During that time, KU officials heavily touted the fact that 20 percent of the increase would be dedicated to additional financial aid, but it doesn’t take a mathematician to figure out that, at that rate, financial aid isn’t going to keep up. It should surprise no one that KU’s Office of Financial Aid is reporting that applications for aid have gone from 15,700 in 2001-2002 to almost 23,000 in 2004-05.

It’s also notable that, although funding for tuition grants has risen significantly, the overall financial aid figures include loans that students will have to repay after they leave school. Too many young people are graduating with enough debt to be a substantial burden as they enter the working world.

On top of the tuition increases, a number of KU schools, claiming their needs justify special funding, have begun to charge “differential tuition,” basically a surcharge on classes taken in their schools. The KU schools of business, fine arts, education, engineering, law, pharmacy, journalism and architecture have added a surcharge.

Pharmacy and law are the highest at $120 and $117 per hour respectively. Among the other schools, additional fees range from $64 per hour in business to $12.50 in journalism.

Student fees also add an additional $589 a year to the cost of attending KU.

There are, of course, some valid arguments for increased tuition. At least at the start of the five-year plan, tuition at KU was well below that of its peer institutions in other states. The tuition increases also have allowed the university to hire new faculty, upgrade its technology and provide much-needed salary increases for some faculty and staff.
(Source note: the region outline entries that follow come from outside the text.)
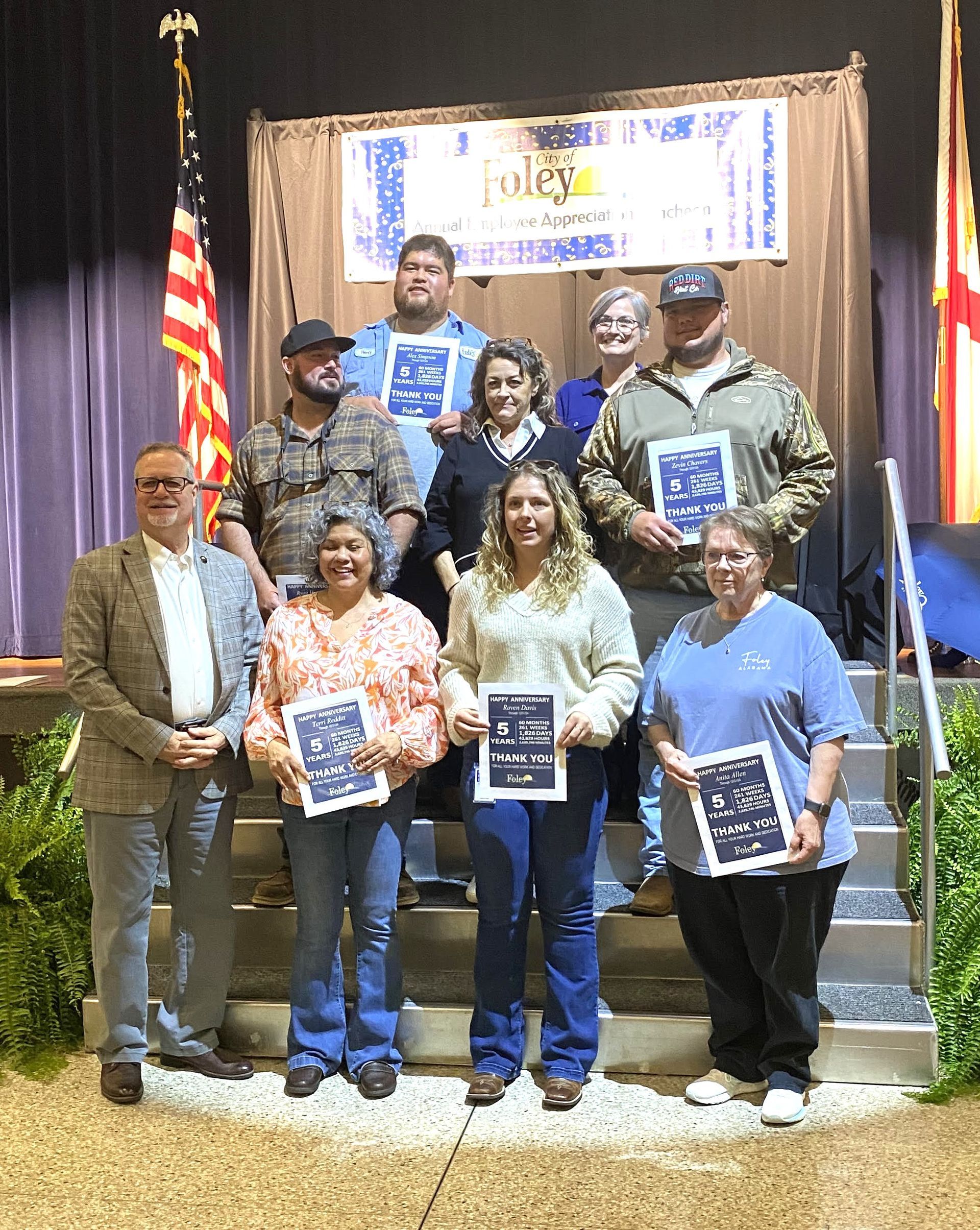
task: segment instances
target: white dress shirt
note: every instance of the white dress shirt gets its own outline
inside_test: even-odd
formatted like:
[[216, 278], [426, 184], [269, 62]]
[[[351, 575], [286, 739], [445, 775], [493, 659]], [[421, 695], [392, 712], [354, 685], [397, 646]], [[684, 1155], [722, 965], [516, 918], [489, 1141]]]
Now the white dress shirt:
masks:
[[143, 541], [164, 616], [173, 721], [199, 717], [203, 724], [214, 708], [215, 662], [193, 542], [175, 555], [148, 534]]
[[509, 444], [504, 444], [500, 439], [500, 428], [493, 422], [492, 418], [487, 418], [483, 424], [483, 430], [491, 440], [493, 440], [493, 446], [499, 453], [503, 453], [503, 455], [508, 458], [515, 458], [531, 440], [541, 439], [545, 434], [545, 423], [537, 417], [537, 415], [525, 415], [518, 423], [518, 429], [514, 432], [514, 438]]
But there is no doubt that some Kansas students and their families are finding it more difficult to afford a university education. The tuition increases benefit the university, but the bottom line is that a 28 percent increase in financial aid balanced against a 65 percent increase in base tuition will tip the scales against some deserving students – a circumstance that should be of concern to university leaders, state lawmakers and Kansas residents.